Mieux former les agents
Fin décembre, les serveurs informatiques du Grand Annecy (74) ont été mis à l’arrêt. Mi-mars, le site de la communauté d’agglo restait encore inaccessible. « Nous avons saisi l’ANSSI et la CNIL. Une plainte a également été déposée. L’intégralité des services publics sont restés opérationnels, eau potable, déchets, transports, etc. », indique Jean-Christophe Bortolato, le DGA en charge de l’administration générale. Et d’ajouter : « Trois acteurs sont intervenus : notre DSI a hiérarchisé les services à remettre en route, l’ANSSI nous a fourni une liste d’entreprises certifiées pour travailler à un retour à la normale et nos fournisseurs habituels.
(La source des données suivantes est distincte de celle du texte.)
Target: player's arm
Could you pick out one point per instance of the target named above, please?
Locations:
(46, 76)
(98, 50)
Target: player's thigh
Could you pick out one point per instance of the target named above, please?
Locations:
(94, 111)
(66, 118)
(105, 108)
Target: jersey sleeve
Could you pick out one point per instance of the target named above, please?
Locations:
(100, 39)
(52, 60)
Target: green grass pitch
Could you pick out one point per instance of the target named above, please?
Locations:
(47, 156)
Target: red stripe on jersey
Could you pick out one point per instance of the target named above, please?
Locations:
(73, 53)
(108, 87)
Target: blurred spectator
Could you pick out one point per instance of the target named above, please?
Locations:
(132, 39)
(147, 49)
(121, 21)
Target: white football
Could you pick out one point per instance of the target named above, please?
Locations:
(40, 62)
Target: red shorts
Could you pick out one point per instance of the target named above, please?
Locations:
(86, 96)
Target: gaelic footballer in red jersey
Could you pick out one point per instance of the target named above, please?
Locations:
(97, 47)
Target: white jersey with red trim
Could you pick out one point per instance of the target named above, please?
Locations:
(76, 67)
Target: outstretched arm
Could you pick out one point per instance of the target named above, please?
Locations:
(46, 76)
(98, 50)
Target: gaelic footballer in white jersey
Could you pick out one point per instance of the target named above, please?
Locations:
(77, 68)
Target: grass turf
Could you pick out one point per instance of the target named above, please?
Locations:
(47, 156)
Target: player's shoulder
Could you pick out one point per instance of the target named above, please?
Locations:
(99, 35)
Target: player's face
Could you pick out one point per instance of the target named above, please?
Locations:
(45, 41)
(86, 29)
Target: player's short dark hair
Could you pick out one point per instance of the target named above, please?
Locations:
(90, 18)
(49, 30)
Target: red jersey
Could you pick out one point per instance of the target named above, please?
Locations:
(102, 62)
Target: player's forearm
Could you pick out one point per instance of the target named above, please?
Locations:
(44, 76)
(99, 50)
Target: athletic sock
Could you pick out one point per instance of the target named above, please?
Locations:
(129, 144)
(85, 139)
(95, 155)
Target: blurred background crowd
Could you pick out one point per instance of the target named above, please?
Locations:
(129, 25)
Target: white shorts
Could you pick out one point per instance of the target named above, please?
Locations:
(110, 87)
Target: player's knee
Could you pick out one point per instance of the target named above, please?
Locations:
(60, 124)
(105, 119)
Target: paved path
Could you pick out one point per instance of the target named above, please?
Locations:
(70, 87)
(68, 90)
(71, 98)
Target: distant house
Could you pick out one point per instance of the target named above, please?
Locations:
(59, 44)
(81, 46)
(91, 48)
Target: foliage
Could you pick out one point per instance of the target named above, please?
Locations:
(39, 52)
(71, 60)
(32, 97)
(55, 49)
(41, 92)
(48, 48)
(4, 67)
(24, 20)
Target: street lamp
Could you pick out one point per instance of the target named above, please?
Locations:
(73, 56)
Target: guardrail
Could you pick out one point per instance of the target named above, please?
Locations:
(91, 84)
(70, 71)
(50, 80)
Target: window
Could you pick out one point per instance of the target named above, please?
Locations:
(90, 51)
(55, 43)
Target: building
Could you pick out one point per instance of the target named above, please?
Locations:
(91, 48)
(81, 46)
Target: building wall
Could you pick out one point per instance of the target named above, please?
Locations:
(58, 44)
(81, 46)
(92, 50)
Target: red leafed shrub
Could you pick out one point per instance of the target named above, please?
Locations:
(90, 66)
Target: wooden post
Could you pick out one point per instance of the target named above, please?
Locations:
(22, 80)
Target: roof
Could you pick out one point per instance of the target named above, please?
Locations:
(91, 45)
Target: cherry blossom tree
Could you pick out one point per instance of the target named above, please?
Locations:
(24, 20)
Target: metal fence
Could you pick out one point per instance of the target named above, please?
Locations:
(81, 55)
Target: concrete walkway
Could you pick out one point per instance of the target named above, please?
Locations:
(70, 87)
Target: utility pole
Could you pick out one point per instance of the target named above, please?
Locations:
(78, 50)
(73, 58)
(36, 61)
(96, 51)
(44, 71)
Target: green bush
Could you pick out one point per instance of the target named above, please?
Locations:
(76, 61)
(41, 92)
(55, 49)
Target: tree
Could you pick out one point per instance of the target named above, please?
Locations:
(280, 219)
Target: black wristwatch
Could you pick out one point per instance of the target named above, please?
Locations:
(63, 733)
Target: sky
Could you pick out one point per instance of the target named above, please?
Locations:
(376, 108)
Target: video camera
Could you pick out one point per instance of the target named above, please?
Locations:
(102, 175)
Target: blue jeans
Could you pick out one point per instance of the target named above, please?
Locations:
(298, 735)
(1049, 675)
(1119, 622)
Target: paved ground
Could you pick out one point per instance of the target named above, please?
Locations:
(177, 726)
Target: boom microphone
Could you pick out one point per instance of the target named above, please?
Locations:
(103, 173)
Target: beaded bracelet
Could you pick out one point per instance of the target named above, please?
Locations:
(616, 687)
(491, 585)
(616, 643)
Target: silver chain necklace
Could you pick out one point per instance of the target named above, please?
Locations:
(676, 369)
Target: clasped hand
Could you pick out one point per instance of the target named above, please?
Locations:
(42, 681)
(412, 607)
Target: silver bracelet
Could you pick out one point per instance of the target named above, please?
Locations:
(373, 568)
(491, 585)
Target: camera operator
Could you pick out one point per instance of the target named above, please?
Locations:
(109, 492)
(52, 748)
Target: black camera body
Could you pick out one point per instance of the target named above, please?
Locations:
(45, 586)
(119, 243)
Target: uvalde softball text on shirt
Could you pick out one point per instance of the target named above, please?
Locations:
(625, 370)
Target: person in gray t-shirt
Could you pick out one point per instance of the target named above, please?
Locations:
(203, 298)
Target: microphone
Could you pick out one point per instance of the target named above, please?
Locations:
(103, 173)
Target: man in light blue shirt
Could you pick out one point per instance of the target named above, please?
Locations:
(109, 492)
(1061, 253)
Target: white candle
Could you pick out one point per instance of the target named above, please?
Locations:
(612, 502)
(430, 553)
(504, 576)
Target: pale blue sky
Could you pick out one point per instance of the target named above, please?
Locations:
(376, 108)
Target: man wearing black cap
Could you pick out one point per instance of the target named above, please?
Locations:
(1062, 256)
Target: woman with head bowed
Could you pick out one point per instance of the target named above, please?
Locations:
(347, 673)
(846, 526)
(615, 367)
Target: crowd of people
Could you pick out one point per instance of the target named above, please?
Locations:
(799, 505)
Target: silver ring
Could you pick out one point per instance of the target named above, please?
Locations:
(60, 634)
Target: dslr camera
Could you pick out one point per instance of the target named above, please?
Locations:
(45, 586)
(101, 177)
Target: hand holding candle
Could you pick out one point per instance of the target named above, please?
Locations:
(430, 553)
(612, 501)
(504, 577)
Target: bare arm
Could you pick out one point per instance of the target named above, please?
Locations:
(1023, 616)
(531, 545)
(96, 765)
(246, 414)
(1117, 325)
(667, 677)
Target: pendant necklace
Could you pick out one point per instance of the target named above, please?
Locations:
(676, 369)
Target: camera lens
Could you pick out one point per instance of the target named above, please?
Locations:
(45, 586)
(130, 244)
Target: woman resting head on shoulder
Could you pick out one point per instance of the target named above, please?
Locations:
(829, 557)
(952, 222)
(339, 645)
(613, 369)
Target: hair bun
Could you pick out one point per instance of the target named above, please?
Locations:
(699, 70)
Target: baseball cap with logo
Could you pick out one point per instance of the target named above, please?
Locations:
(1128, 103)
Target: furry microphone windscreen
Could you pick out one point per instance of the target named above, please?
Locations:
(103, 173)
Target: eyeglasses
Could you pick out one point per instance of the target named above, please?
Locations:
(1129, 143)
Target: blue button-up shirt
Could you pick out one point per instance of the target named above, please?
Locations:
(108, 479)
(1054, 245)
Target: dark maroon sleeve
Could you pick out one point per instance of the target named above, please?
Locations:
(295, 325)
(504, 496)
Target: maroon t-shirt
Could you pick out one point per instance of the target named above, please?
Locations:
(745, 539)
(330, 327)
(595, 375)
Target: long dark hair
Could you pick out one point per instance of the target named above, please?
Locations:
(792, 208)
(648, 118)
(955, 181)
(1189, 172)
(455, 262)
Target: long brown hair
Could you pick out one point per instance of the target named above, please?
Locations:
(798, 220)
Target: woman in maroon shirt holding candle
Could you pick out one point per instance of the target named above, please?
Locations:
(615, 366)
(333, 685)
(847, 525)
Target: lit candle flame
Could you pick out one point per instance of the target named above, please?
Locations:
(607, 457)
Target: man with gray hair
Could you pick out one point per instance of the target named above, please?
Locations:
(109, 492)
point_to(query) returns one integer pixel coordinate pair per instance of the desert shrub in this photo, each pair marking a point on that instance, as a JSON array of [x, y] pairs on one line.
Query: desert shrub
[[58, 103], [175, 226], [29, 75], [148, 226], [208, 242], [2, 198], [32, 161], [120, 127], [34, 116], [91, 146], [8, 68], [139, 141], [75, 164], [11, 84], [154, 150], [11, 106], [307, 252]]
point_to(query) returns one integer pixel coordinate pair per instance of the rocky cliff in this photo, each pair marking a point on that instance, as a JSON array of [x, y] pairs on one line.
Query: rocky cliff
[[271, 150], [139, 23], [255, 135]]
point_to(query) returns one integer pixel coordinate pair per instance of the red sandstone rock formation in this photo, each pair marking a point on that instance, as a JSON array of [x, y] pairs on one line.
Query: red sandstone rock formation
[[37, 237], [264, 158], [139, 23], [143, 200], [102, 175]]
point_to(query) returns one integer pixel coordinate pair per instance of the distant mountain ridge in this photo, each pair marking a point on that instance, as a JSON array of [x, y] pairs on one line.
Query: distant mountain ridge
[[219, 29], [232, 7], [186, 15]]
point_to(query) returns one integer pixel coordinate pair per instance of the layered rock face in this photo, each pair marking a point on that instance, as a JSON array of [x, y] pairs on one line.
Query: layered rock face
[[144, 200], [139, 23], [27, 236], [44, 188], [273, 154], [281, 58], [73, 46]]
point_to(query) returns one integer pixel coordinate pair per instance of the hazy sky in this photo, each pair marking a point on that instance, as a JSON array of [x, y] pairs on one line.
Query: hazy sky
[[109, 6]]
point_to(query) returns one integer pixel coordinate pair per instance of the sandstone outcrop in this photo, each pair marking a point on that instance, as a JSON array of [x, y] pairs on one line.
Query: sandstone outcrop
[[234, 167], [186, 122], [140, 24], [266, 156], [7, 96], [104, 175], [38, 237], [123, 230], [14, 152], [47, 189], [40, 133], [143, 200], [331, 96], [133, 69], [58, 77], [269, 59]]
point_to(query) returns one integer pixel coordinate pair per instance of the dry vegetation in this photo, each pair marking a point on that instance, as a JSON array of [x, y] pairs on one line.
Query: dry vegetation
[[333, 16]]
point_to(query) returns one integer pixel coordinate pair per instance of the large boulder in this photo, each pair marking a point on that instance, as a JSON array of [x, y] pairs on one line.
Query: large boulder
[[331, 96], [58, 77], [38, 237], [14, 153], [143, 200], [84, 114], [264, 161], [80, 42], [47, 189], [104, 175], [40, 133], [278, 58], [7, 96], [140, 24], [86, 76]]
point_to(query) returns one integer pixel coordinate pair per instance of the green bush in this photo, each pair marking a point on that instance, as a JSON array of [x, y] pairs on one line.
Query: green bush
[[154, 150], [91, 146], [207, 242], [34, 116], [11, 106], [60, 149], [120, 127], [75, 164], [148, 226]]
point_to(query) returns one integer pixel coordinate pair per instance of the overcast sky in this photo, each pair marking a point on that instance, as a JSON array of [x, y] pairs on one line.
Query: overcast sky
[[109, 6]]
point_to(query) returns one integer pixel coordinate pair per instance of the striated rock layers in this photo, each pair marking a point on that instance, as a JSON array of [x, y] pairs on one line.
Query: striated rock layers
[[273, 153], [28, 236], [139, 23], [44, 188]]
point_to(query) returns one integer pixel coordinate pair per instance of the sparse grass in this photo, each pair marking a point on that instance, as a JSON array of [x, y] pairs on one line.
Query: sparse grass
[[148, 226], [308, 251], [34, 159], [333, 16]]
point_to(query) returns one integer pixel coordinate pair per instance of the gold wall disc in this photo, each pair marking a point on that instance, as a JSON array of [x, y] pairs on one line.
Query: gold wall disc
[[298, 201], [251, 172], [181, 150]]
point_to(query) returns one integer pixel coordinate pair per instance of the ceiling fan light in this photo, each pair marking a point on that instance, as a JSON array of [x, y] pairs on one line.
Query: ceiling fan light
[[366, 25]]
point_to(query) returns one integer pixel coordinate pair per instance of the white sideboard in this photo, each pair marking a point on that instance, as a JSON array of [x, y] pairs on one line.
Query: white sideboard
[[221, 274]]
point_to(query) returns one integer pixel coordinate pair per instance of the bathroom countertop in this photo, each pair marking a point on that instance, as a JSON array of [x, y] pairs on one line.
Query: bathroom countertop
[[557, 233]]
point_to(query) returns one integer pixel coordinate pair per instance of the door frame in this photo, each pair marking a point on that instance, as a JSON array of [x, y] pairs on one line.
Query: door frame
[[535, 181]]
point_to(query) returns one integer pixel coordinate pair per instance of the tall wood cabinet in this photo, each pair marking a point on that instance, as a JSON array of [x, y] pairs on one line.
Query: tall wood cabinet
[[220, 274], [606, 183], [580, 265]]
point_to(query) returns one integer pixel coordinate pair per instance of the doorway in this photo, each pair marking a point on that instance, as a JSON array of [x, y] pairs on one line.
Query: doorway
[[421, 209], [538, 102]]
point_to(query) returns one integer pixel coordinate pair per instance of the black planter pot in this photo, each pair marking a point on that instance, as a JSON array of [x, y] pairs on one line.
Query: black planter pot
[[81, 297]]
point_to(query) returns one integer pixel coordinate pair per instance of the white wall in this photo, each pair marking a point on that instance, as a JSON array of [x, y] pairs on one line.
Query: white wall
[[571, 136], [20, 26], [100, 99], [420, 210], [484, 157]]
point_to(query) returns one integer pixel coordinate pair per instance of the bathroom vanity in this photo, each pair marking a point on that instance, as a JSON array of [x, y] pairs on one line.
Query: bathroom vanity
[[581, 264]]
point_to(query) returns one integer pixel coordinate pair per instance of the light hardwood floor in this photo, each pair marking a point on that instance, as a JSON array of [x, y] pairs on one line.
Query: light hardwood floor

Nos collègues de la ville d’Annecy nous ont prêtés main forte, notamment pour reparamétrer tous les ordinateurs impactés ».
Françoise Ringot, responsable de la sécurité des systèmes d'information (RSSI) du Grand Annecy, estime que les collectivités « doivent désormais mieux former leurs agents à cette nouvelle menace, tant elle s’est enrichie dans sa forme et peut tromper les plus aguerris ». En lien avec l'ANSSI, un réseau de dialogue a vu le jour entre RSSI pour tirer les enseignements des attaques subies pour mieux venir en aide à ceux qui en sont victimes.